Tatoeba.org can never hope to replicate the money or machines that Google.com has at its disposal, but we can do a far better job (even beyond the impressive things we already do) if we get a lot more participation in everything that makes the site run, beyond the operations of adding, commenting on, modifying, and deleting sentences. Many of the people essential to Google are not software developers, and much of what we're missing at Tatoeba can be provided by people who are not developers, either.

In my last long post, I called for volunteers for testing, either at a high level (putting together a test plan and coordinating other volunteers), or simply working through some screens and determining whether they work. I also asked for someone to coordinate the translators who work on the code at Launchpad. Of course, I would have been glad if someone proposed to help in some way that I didn't even mention. But I was disappointed that no one responded at all. I want you to understand why people stepping up to help are not just nice to have, but essential.

We've undergone some changes in the way we store code, and we need to undergo some changes in the way we put it on the server. If we don't test before and after we make these changes, we could easily break something without knowing that we've broken it. But testing takes time. If I am responsible for doing every level of test planning and testing, as well as planning how to move the code without losing anything, it will take weeks longer to get to the point where we can move it. It will also become likely that something else will change in the interim, so we'll have to begin the cycle again without making any progress.

People who work at Google are motivated by some combination of enjoyment of the tasks involved in their jobs, satisfaction from accomplishing the assignments that they're not initially able to do, and financial incentives for doing their work. Their jobs require them to learn new skills and to do what has to be done, not just what they know they already enjoy doing.

Tatoeba can't provide financial incentives, but we can give you everything else, including the chance to move beyond what you already know you can do to tackle what has to be done (write up a test plan, collect bug reports and enhancement requests from the Wall, fix code written in PHP even if your favorite programming language is Python), and feel proud of what you've accomplished. You can also feel pleased that you're keeping Tatoeba going so that you can continue to add sentences to the corpus.

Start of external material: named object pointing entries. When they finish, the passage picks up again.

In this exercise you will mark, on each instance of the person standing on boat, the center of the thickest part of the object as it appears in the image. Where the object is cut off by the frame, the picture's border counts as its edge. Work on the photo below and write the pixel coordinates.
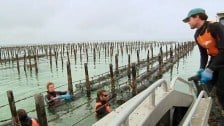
(102, 105)
(209, 37)
(25, 120)
(54, 97)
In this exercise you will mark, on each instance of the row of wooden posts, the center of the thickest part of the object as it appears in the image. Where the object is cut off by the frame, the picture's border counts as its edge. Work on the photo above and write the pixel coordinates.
(32, 52)
(39, 99)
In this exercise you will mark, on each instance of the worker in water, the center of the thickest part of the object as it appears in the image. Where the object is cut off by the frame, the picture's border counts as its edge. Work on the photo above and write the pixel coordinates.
(54, 97)
(209, 37)
(102, 105)
(25, 120)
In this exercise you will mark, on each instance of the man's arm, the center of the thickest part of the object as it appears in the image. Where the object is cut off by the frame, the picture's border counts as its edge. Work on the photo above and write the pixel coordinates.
(204, 57)
(217, 31)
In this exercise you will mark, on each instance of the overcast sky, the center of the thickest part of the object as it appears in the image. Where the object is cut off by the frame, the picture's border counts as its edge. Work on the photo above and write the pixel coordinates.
(32, 21)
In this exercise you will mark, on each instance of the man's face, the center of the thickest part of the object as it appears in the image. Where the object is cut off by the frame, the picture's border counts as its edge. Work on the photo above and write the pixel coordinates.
(193, 22)
(104, 96)
(51, 88)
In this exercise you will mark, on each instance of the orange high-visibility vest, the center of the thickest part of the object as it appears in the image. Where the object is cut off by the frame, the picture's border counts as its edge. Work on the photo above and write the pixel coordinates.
(34, 122)
(108, 109)
(208, 42)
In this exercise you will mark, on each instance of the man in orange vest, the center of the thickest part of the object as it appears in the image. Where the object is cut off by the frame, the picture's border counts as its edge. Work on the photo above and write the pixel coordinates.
(102, 105)
(209, 37)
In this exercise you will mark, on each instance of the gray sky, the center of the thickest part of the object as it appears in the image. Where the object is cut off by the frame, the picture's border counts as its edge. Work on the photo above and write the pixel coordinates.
(44, 21)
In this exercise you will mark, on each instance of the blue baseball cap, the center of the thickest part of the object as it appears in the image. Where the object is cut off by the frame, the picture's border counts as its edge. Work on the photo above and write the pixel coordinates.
(193, 12)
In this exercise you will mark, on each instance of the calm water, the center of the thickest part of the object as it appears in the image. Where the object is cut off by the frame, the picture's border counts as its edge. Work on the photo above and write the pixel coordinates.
(79, 112)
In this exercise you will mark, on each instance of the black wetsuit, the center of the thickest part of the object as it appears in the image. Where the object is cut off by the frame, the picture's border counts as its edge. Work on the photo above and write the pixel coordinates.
(51, 95)
(101, 108)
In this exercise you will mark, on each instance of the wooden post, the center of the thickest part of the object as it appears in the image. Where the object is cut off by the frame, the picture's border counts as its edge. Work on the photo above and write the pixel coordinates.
(148, 61)
(87, 59)
(12, 106)
(35, 62)
(94, 56)
(160, 64)
(17, 61)
(69, 78)
(24, 58)
(138, 60)
(50, 57)
(87, 81)
(68, 57)
(112, 80)
(0, 56)
(40, 109)
(134, 85)
(129, 66)
(171, 55)
(75, 54)
(116, 63)
(56, 57)
(151, 48)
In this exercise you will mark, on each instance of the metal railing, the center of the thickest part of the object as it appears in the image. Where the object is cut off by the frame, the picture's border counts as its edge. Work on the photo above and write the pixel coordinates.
(193, 109)
(123, 116)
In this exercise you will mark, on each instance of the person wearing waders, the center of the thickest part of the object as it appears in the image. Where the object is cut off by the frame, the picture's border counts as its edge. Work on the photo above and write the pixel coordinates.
(102, 105)
(209, 37)
(53, 98)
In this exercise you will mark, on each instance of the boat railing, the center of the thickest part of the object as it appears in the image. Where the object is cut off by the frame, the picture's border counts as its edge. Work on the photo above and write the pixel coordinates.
(194, 108)
(190, 84)
(122, 118)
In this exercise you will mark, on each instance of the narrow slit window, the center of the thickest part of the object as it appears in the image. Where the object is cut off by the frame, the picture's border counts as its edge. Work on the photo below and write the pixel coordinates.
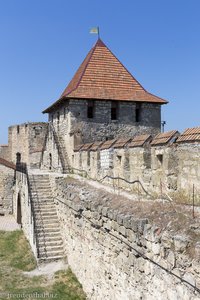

There is one more reason why we need a coordinated team to connect the gaps: You don't want anyone to burn out because they're asked to do too much. We all have commitments, and are limited to how much time we can contribute. If someone senses that he or she doesn't have enough time to do a job right, they'll drop out entirely. Let's make sure that we take full advantage of the incredibly talented people who've gotten us this far, and those who have yet to join us, by making sure that all the pieces fit together.

Please send me a note telling me how you'd like to help. Many thanks!